Have you ever considered installing solar panels so that you can tap on the mighty sun's rays to power your home all while being environmentally friendly? There aren't a lot of downsides to supplying your home with renewable energy solar panels, though.

But before you get a sticker shock, remember that solar panels can eliminate or reduce your monthly electricity bills if you look at things from a longer term perspective.

Here, we at GET.com list and explain the pros and cons of installing solar panels.

  1. Cost Of Equipment And Installation

    The average upfront cost of a solar panel installation is about $20,000 according to reports submitted by homeowners to HomeAdvisor. That figure excludes the 30% Federal Solar Tax Credit, which offers a deduction on your federal taxes to help cover the cost of your equipment and installation. A 30% tax credit on a $20,000 solar installation would reduce the taxes you owe Uncle Sam by $6,000.


Even if you're not expecting to pay that much in federal taxes, there are other ways you can reduce the cost of a solar panel installation. Many states and local jurisdictions offer rebates and tax credits as an incentive for more homeowners to go solar.

    If cost is an obstacle, there are many solar installation companies that offer a "solar lease" where you'll only pay for the energy generated, and not the equipment nor the cost of installation. 

Keep in mind that solar energy is not always cheaper than grid energy.

    Solar energy costs significantly less than grid energy in the Southwest and Northeast currently, but you'll have to get a quote and compare the cost per kilowatt-hour of energy to confirm that a solar lease will truly help you save money.

    Here are 3 ways you can cut your energy bills in half. Check out these 9 nifty solar power gadgets that can help you save money, too.
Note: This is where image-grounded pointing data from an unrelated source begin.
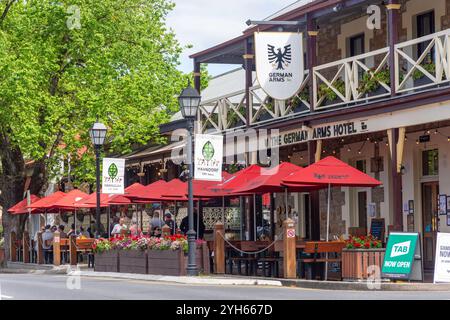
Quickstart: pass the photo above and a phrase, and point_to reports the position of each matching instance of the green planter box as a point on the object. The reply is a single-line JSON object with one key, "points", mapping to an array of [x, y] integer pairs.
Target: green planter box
{"points": [[133, 261], [107, 261]]}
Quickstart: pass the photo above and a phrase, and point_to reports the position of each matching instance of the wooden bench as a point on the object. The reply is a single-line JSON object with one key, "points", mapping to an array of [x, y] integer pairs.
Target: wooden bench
{"points": [[320, 252]]}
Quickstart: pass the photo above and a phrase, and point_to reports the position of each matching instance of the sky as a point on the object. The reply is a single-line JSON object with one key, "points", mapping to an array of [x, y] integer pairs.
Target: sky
{"points": [[205, 23]]}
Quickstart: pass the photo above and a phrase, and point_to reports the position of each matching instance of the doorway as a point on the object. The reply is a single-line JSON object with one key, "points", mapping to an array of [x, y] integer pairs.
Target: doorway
{"points": [[362, 210], [430, 221]]}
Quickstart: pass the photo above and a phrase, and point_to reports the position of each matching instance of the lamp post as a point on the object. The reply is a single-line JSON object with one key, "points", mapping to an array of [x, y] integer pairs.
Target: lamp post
{"points": [[98, 135], [189, 101]]}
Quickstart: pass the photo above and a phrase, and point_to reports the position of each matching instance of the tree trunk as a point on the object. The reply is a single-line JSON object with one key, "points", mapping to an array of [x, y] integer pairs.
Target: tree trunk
{"points": [[12, 184]]}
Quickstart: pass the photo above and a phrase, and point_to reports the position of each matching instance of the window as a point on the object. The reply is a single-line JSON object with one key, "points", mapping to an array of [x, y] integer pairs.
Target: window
{"points": [[425, 26], [430, 162], [357, 45], [361, 165]]}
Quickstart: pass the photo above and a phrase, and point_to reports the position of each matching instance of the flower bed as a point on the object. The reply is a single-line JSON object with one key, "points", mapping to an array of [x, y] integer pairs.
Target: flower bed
{"points": [[362, 256], [148, 255]]}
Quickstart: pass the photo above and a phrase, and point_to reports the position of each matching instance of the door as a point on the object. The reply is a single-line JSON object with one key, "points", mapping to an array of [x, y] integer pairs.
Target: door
{"points": [[362, 210], [430, 222]]}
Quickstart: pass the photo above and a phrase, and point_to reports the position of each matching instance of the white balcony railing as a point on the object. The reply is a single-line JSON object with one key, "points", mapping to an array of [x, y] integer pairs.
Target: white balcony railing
{"points": [[420, 64], [423, 62], [351, 80]]}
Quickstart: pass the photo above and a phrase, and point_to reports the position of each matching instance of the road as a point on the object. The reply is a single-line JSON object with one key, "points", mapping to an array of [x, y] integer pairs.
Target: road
{"points": [[55, 287]]}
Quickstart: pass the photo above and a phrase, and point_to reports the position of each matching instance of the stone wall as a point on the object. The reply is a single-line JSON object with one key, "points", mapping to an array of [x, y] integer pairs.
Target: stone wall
{"points": [[337, 224]]}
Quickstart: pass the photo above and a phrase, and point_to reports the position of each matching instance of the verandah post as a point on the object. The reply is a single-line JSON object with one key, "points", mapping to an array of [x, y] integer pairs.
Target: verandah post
{"points": [[289, 250], [219, 248]]}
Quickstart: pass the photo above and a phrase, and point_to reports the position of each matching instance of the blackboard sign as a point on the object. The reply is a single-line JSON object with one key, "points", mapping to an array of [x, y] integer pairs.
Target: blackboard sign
{"points": [[377, 228]]}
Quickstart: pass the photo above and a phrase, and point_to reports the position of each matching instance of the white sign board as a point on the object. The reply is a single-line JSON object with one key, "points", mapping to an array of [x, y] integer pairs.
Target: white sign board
{"points": [[442, 261], [279, 63], [208, 157], [113, 176]]}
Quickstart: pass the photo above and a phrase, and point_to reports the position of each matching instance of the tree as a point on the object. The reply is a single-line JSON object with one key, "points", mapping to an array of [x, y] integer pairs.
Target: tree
{"points": [[65, 63]]}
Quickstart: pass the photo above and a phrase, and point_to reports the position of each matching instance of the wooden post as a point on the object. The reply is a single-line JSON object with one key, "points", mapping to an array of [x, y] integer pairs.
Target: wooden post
{"points": [[289, 250], [56, 248], [13, 247], [40, 253], [26, 247], [73, 250], [219, 248], [165, 230]]}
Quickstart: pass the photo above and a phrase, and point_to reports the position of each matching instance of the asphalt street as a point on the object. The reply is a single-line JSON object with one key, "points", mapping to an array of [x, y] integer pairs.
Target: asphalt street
{"points": [[62, 287]]}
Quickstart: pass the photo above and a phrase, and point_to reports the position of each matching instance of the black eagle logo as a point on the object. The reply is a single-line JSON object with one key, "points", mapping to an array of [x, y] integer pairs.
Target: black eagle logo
{"points": [[280, 59]]}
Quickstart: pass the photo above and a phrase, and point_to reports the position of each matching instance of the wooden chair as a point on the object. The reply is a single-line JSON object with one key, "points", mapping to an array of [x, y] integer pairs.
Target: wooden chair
{"points": [[319, 249]]}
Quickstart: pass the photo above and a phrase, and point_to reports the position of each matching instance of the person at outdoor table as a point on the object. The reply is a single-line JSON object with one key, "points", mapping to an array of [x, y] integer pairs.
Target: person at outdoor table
{"points": [[119, 227], [156, 221], [47, 244], [170, 222], [184, 226], [134, 229], [84, 233], [62, 234], [72, 231], [156, 232]]}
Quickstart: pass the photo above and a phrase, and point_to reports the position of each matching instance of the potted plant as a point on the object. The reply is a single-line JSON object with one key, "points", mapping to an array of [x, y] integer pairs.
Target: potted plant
{"points": [[419, 77], [330, 95], [106, 256], [133, 254], [370, 84], [360, 254]]}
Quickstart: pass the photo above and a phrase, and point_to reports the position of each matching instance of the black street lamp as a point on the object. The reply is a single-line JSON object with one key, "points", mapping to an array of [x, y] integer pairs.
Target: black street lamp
{"points": [[189, 101], [98, 135]]}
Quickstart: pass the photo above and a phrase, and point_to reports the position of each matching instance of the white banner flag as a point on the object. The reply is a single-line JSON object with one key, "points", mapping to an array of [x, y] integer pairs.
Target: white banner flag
{"points": [[442, 262], [279, 63], [113, 176], [208, 157]]}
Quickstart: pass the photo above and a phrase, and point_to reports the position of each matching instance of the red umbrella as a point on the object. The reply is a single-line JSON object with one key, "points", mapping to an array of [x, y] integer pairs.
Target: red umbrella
{"points": [[69, 200], [106, 200], [270, 181], [140, 192], [22, 206], [47, 202], [236, 180], [331, 172]]}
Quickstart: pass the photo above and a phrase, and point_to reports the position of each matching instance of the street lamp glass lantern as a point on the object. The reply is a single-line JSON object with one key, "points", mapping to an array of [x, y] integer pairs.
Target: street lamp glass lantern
{"points": [[189, 101], [98, 134]]}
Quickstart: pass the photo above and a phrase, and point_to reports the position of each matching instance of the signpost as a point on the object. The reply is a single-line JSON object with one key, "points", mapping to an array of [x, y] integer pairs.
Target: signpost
{"points": [[113, 176], [208, 157], [403, 259], [442, 261]]}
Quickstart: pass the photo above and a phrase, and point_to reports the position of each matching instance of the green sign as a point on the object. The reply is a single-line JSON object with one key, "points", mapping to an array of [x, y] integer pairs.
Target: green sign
{"points": [[399, 257]]}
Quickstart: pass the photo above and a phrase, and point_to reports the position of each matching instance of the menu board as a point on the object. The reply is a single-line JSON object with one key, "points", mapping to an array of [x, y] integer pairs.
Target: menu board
{"points": [[377, 228]]}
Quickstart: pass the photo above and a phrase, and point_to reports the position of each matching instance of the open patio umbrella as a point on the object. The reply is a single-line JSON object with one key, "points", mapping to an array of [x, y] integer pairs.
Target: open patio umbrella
{"points": [[22, 206], [331, 172]]}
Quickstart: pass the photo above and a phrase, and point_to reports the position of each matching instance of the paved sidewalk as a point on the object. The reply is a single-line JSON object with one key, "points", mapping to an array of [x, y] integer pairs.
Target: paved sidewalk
{"points": [[83, 271]]}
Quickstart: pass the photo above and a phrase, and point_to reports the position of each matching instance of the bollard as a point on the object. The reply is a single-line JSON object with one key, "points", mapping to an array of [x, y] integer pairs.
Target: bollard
{"points": [[56, 248], [73, 250], [40, 253], [219, 248], [13, 247], [289, 250], [165, 231], [26, 247]]}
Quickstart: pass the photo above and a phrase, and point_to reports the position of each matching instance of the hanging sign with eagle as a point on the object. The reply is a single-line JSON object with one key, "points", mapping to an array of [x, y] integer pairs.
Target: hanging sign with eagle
{"points": [[279, 63]]}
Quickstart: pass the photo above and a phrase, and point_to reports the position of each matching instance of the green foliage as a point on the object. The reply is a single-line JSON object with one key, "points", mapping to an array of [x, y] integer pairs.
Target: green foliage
{"points": [[430, 67], [56, 79], [328, 93], [370, 83]]}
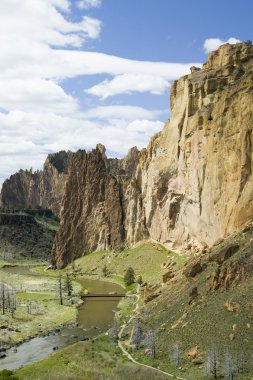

  2. Potential Of Increasing The Value Of Your Home

    You could spend $30,000 installing a state-of-the-art gym, a small guesthouse in your backyard, an Olympic-size swimming pool or redoing your kitchen, but none of those is guaranteed to give you a return on your investment when it's time to sell your home. 

    You can spend $30,000 on something that may or may not interest prospective buyers. Arguably, a solar panel installation is one of the few additions to a home that appeals to a wide range of potential homebuyers and is therefore guaranteed to increase the value of your home.

  3. Selling Electricity Back To The Grid

    The Public Utility Regulatory Policy Act (PURPA, yuck, pick a better acronym next time) says that utility companies must purchase any excess electricity that renewable energy systems like solar panels and wind turbines generate.

    How do you keep track of how much electricity you're generating for the public energy grid? Net metering.

    If you generate more electricity than you consume in a month, the utility company pays you the retail value of the energy you've created. If you consume more electricity than you generate, you owe the utility company the retail value of the amount of energy you've used. 

    Go to Energy.gov/Savings, select your state, and search "net metering" to find out how your state and local utility companies pay you for the electricity your solar panels generate. In some cases, they'll send you a check. In others, your account will be credited for the amount of electricity you generate.